Spotlight On Lent; A 40-Day Christian Religious Observance
The concept originated by the Roman Catholics somewhere in the 6th century.
Though the exact origin of the day is not clear, the custom of marking the head with ashes on this Day is said to have originated during the papacy of Gregory the Great (590-604).
There is no mention of Ash Wednesday in the Bible.
But there is a tradition of donning ashes as a sign of penitence that predates Jesus.
In the Old Testament, Job repents “in dust and ashes,” and there are other associations of ashes and repentance in Esther, Samuel, Isaiah, and Jeremiah.

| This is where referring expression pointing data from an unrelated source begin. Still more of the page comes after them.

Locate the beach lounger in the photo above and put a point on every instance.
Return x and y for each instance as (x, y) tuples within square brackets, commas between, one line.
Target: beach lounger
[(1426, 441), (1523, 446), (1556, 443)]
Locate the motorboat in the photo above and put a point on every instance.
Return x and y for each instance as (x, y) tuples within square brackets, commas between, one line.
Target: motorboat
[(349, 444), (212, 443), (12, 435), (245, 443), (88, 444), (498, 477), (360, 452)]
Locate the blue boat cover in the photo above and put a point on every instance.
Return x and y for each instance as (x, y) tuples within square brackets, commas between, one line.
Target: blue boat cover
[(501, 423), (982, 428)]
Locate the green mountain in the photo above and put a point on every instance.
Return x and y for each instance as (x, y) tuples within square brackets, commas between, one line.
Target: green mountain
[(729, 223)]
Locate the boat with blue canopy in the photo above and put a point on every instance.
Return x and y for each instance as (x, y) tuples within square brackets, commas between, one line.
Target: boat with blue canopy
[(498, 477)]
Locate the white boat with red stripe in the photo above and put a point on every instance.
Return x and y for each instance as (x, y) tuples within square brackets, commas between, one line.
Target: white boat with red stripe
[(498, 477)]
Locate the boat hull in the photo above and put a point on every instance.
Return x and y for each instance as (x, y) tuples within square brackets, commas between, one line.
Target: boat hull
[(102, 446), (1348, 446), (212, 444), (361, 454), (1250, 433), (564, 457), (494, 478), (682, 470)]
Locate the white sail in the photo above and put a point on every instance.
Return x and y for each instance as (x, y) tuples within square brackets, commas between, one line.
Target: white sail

Ash Wednesday is important because it marks the start of the Lenten period leading up to Easter when Christians believe Jesus was resurrected.

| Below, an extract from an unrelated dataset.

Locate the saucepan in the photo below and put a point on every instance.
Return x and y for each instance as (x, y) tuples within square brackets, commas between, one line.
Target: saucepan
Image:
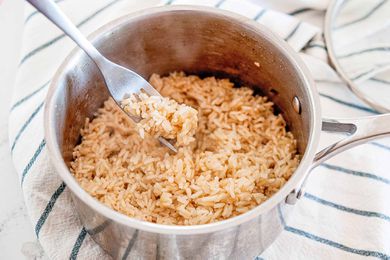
[(202, 41)]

The ashes symbolize both death and repentance.
During this period, Christians show repentance and mourning for their sins, because they believe Christ died for them.

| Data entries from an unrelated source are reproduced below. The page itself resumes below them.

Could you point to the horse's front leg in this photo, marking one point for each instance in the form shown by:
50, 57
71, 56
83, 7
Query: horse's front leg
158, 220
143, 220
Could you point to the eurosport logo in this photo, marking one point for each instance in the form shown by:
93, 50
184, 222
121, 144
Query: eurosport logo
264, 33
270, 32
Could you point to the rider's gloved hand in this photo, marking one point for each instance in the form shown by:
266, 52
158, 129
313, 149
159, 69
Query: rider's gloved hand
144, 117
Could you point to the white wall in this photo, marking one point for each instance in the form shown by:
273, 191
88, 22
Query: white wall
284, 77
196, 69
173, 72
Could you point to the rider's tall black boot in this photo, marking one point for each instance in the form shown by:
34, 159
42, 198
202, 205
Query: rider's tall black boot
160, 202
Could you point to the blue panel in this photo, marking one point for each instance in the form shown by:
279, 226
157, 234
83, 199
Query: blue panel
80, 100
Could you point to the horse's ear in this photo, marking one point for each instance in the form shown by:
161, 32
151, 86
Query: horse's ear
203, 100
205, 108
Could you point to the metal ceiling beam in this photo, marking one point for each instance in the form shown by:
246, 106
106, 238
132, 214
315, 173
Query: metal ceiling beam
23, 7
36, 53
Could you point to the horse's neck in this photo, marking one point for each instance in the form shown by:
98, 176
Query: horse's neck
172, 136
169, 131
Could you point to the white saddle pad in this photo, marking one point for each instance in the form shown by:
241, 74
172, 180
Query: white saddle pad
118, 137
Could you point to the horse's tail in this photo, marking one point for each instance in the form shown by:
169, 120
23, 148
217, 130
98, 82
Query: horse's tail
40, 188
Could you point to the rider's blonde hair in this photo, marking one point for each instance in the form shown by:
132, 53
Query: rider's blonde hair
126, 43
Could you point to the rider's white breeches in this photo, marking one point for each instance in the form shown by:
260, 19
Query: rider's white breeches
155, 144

This is known as one's Lenten sacrifice.
Many Roman Catholic and some Protestant churches remove flowers from their altars, while crucifixes, religious statues, and other elaborate religious symbols are often veiled in violet fabrics in solemn observance of the event.
Throughout Christendom, some adherents mark the season with the traditional abstention from the consumption of meat, most notably among Lutherans, Roman Catholics, and Anglicans.
Lent is traditionally described as lasting for 40 days, in commemoration of the 40 days Jesus spent fasting in the desert, according to the Gospels of Matthew, Mark, and Luke, before beginning his public ministry, during which he endured temptation by Satan.
Depending on the Christian denomination and local custom,
Lent ends either on the evening of Maundy Thursday or at sundown on Holy Saturday, when the Easter Vigil is celebrated.
Regardless, Lenten practices are properly maintained until the evening of Holy Saturday.